Jeremiah Armstead, a 19-year-old teen from Los Angeles who was homeless while in high school, has been accepted at Fisk University, an HBCU in Nashville, Tennessee, and will play basketball for its team.
“Any type of adversity that I went through, for the most part, it motivated me and pushed me,” Armstead said he felt after seeing his acceptance letter, according to ABC News.
In the past 3 years, Jeremiah has lived mostly in cars and domestic violence shelters with his mother and siblings.
“I’m not surprised Jeremiah is where he’s at today,” his mother Mindy Brooks said. “I’m not surprised because he’s always been a good person.”
Jeremiah says that getting into Fisk was not easy for him as he juggled his studies and the effects of homelessness. But he managed to push through as he received a lot of support from his family, coaches, and organizations like We Educate Brilliant Minds and Sisters of Wyatt.
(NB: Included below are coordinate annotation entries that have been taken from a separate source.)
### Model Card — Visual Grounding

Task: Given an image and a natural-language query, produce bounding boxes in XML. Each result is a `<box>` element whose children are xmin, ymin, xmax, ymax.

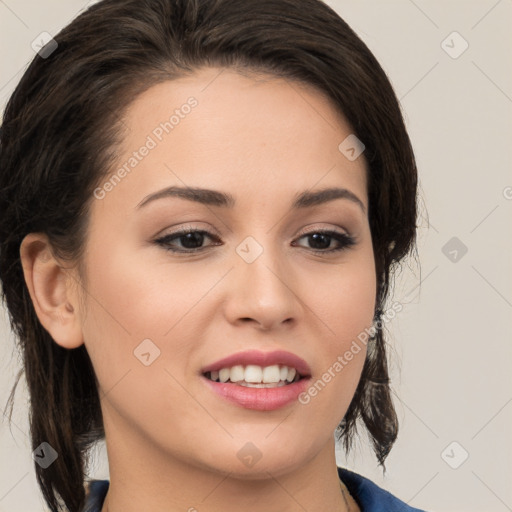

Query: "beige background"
<box><xmin>0</xmin><ymin>0</ymin><xmax>512</xmax><ymax>512</ymax></box>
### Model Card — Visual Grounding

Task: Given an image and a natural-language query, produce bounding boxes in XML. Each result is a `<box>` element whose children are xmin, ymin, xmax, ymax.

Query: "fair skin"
<box><xmin>20</xmin><ymin>68</ymin><xmax>376</xmax><ymax>512</ymax></box>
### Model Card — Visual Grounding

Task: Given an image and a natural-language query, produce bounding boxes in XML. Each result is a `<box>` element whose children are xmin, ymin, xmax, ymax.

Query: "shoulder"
<box><xmin>81</xmin><ymin>480</ymin><xmax>110</xmax><ymax>512</ymax></box>
<box><xmin>338</xmin><ymin>468</ymin><xmax>425</xmax><ymax>512</ymax></box>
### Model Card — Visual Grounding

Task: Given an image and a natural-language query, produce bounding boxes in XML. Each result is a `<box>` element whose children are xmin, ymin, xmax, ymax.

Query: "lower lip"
<box><xmin>202</xmin><ymin>376</ymin><xmax>310</xmax><ymax>411</ymax></box>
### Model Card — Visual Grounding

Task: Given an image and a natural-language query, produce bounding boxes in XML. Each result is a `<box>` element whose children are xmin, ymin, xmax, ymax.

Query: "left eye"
<box><xmin>155</xmin><ymin>229</ymin><xmax>355</xmax><ymax>253</ymax></box>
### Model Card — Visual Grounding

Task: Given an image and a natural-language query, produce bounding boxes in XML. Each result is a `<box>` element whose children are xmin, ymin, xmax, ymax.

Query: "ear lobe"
<box><xmin>20</xmin><ymin>233</ymin><xmax>83</xmax><ymax>349</ymax></box>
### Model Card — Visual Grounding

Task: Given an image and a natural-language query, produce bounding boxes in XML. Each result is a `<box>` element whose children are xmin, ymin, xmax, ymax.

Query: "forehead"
<box><xmin>92</xmin><ymin>68</ymin><xmax>366</xmax><ymax>214</ymax></box>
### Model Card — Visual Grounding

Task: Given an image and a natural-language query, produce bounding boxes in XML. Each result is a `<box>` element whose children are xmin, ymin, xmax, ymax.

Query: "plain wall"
<box><xmin>0</xmin><ymin>0</ymin><xmax>512</xmax><ymax>512</ymax></box>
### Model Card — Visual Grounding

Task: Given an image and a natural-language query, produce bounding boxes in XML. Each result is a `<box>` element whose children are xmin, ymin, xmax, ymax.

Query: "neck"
<box><xmin>98</xmin><ymin>414</ymin><xmax>359</xmax><ymax>512</ymax></box>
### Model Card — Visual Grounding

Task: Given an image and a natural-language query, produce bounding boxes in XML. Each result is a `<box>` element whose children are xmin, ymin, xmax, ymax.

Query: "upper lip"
<box><xmin>201</xmin><ymin>350</ymin><xmax>311</xmax><ymax>377</ymax></box>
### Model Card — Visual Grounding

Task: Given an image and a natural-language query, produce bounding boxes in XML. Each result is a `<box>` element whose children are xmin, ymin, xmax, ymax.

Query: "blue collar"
<box><xmin>83</xmin><ymin>468</ymin><xmax>425</xmax><ymax>512</ymax></box>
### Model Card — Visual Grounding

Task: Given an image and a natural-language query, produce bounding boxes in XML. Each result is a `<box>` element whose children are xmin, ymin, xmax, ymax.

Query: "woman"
<box><xmin>0</xmin><ymin>0</ymin><xmax>417</xmax><ymax>512</ymax></box>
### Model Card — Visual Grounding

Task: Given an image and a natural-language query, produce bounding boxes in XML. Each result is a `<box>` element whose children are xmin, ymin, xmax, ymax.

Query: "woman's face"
<box><xmin>76</xmin><ymin>68</ymin><xmax>376</xmax><ymax>478</ymax></box>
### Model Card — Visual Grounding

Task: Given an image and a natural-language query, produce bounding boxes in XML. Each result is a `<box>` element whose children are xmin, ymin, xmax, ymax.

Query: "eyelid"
<box><xmin>153</xmin><ymin>225</ymin><xmax>358</xmax><ymax>257</ymax></box>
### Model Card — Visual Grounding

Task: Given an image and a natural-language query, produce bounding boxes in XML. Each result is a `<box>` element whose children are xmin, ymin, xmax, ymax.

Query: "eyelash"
<box><xmin>155</xmin><ymin>228</ymin><xmax>356</xmax><ymax>254</ymax></box>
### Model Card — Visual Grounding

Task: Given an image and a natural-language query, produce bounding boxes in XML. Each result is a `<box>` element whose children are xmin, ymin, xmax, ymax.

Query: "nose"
<box><xmin>224</xmin><ymin>242</ymin><xmax>303</xmax><ymax>331</ymax></box>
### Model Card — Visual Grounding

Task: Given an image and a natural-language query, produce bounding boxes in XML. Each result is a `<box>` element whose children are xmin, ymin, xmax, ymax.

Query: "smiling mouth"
<box><xmin>203</xmin><ymin>364</ymin><xmax>303</xmax><ymax>388</ymax></box>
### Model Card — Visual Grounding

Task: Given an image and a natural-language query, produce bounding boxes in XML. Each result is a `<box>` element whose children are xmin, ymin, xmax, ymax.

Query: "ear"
<box><xmin>20</xmin><ymin>233</ymin><xmax>83</xmax><ymax>349</ymax></box>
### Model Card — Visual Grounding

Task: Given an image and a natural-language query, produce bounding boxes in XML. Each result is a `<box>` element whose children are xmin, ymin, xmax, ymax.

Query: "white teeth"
<box><xmin>244</xmin><ymin>364</ymin><xmax>263</xmax><ymax>384</ymax></box>
<box><xmin>219</xmin><ymin>368</ymin><xmax>231</xmax><ymax>382</ymax></box>
<box><xmin>229</xmin><ymin>364</ymin><xmax>245</xmax><ymax>382</ymax></box>
<box><xmin>209</xmin><ymin>364</ymin><xmax>299</xmax><ymax>388</ymax></box>
<box><xmin>263</xmin><ymin>364</ymin><xmax>281</xmax><ymax>384</ymax></box>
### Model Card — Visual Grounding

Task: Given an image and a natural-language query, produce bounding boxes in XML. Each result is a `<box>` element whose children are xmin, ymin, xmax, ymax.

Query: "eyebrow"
<box><xmin>136</xmin><ymin>186</ymin><xmax>366</xmax><ymax>215</ymax></box>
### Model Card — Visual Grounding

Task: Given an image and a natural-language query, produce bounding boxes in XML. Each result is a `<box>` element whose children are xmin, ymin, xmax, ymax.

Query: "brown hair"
<box><xmin>0</xmin><ymin>0</ymin><xmax>417</xmax><ymax>512</ymax></box>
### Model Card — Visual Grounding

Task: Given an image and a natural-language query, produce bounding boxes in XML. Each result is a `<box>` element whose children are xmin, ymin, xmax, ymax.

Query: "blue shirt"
<box><xmin>83</xmin><ymin>468</ymin><xmax>425</xmax><ymax>512</ymax></box>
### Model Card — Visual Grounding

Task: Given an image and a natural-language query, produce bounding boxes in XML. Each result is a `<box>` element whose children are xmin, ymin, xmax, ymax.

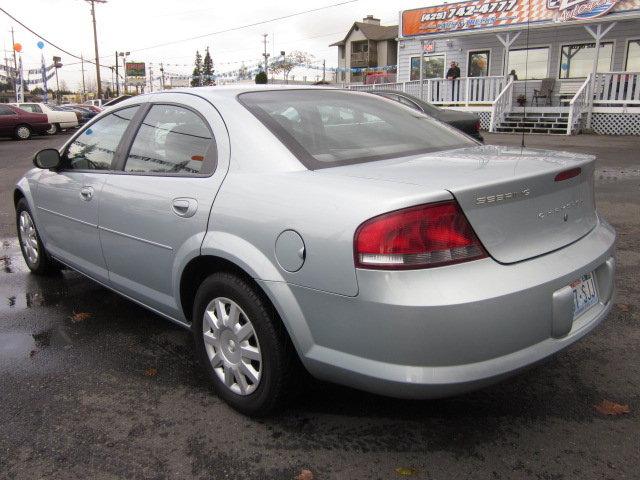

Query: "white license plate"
<box><xmin>571</xmin><ymin>273</ymin><xmax>598</xmax><ymax>320</ymax></box>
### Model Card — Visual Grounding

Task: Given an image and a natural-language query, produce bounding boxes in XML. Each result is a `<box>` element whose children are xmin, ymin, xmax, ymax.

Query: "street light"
<box><xmin>118</xmin><ymin>52</ymin><xmax>131</xmax><ymax>95</ymax></box>
<box><xmin>53</xmin><ymin>57</ymin><xmax>62</xmax><ymax>105</ymax></box>
<box><xmin>85</xmin><ymin>0</ymin><xmax>107</xmax><ymax>98</ymax></box>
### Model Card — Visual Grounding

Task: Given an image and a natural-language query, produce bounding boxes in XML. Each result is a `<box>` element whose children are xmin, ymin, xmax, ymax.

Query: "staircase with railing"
<box><xmin>489</xmin><ymin>80</ymin><xmax>513</xmax><ymax>132</ymax></box>
<box><xmin>567</xmin><ymin>74</ymin><xmax>592</xmax><ymax>135</ymax></box>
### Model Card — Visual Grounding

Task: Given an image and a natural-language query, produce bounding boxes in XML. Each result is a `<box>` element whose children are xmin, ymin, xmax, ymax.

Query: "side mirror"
<box><xmin>33</xmin><ymin>148</ymin><xmax>60</xmax><ymax>170</ymax></box>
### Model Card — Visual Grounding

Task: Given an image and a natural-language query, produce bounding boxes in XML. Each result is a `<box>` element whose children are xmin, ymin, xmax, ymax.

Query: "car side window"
<box><xmin>396</xmin><ymin>95</ymin><xmax>422</xmax><ymax>112</ymax></box>
<box><xmin>124</xmin><ymin>105</ymin><xmax>216</xmax><ymax>174</ymax></box>
<box><xmin>62</xmin><ymin>106</ymin><xmax>138</xmax><ymax>170</ymax></box>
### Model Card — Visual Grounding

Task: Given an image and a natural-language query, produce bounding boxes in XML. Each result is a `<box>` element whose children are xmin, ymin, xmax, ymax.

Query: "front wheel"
<box><xmin>16</xmin><ymin>198</ymin><xmax>59</xmax><ymax>275</ymax></box>
<box><xmin>13</xmin><ymin>125</ymin><xmax>31</xmax><ymax>140</ymax></box>
<box><xmin>192</xmin><ymin>273</ymin><xmax>296</xmax><ymax>416</ymax></box>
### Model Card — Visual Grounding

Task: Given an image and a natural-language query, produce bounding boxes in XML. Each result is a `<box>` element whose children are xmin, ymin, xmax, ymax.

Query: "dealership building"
<box><xmin>349</xmin><ymin>0</ymin><xmax>640</xmax><ymax>135</ymax></box>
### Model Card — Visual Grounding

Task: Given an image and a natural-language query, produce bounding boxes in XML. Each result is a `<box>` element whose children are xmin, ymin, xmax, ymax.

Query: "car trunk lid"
<box><xmin>318</xmin><ymin>145</ymin><xmax>597</xmax><ymax>263</ymax></box>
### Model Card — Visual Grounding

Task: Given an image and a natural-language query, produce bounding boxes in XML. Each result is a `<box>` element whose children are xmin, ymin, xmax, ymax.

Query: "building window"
<box><xmin>624</xmin><ymin>39</ymin><xmax>640</xmax><ymax>72</ymax></box>
<box><xmin>559</xmin><ymin>42</ymin><xmax>613</xmax><ymax>78</ymax></box>
<box><xmin>507</xmin><ymin>47</ymin><xmax>549</xmax><ymax>80</ymax></box>
<box><xmin>467</xmin><ymin>50</ymin><xmax>490</xmax><ymax>77</ymax></box>
<box><xmin>351</xmin><ymin>40</ymin><xmax>369</xmax><ymax>53</ymax></box>
<box><xmin>410</xmin><ymin>55</ymin><xmax>446</xmax><ymax>80</ymax></box>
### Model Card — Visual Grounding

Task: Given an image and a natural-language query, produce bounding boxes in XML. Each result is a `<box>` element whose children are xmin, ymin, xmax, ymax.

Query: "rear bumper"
<box><xmin>267</xmin><ymin>217</ymin><xmax>615</xmax><ymax>398</ymax></box>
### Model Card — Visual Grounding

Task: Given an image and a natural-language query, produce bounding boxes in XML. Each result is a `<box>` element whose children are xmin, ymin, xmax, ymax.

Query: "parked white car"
<box><xmin>84</xmin><ymin>98</ymin><xmax>104</xmax><ymax>108</ymax></box>
<box><xmin>10</xmin><ymin>102</ymin><xmax>78</xmax><ymax>135</ymax></box>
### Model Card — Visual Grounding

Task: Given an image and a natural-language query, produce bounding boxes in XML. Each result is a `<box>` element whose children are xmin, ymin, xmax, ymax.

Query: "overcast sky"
<box><xmin>0</xmin><ymin>0</ymin><xmax>442</xmax><ymax>89</ymax></box>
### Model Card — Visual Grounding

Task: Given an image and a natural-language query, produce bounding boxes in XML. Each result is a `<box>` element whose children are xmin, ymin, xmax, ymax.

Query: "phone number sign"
<box><xmin>401</xmin><ymin>0</ymin><xmax>640</xmax><ymax>37</ymax></box>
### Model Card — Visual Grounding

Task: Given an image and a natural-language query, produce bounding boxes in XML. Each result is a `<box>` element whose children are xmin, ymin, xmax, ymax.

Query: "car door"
<box><xmin>34</xmin><ymin>106</ymin><xmax>138</xmax><ymax>283</ymax></box>
<box><xmin>99</xmin><ymin>93</ymin><xmax>229</xmax><ymax>320</ymax></box>
<box><xmin>0</xmin><ymin>105</ymin><xmax>18</xmax><ymax>136</ymax></box>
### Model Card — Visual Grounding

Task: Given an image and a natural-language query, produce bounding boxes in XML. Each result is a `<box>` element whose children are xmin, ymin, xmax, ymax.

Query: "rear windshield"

“I was bringing smarts, of course, but it was hard to do that being homeless and juggling everything, like domestic violence situations, just stuff like that,” he said. “Living in a shelter, living in a car — it was hard to think, go to school, worry about my mom or my brother, my sister.”
A graduate from Long Beach Polytechnic High School in Long Beach, California, Jeremiah is now a college student studying kinesiology. He has joined Fisk University men’s basketball team under the guidance of team coach Kenneth Anderson, who was a formerly played for the NBA’s Los Angeles Clippers.
Jeremiah pursuing higher education has motivated his younger siblings to dream big and go to college as well. And he wants other people to see it, too.
“That’s all I ever needed in life was a chance,” he said. “I just want to show people that’s in my circumstances like ‘don’t stop’. Don’t ever think of giving up because just like that, stuff could change.”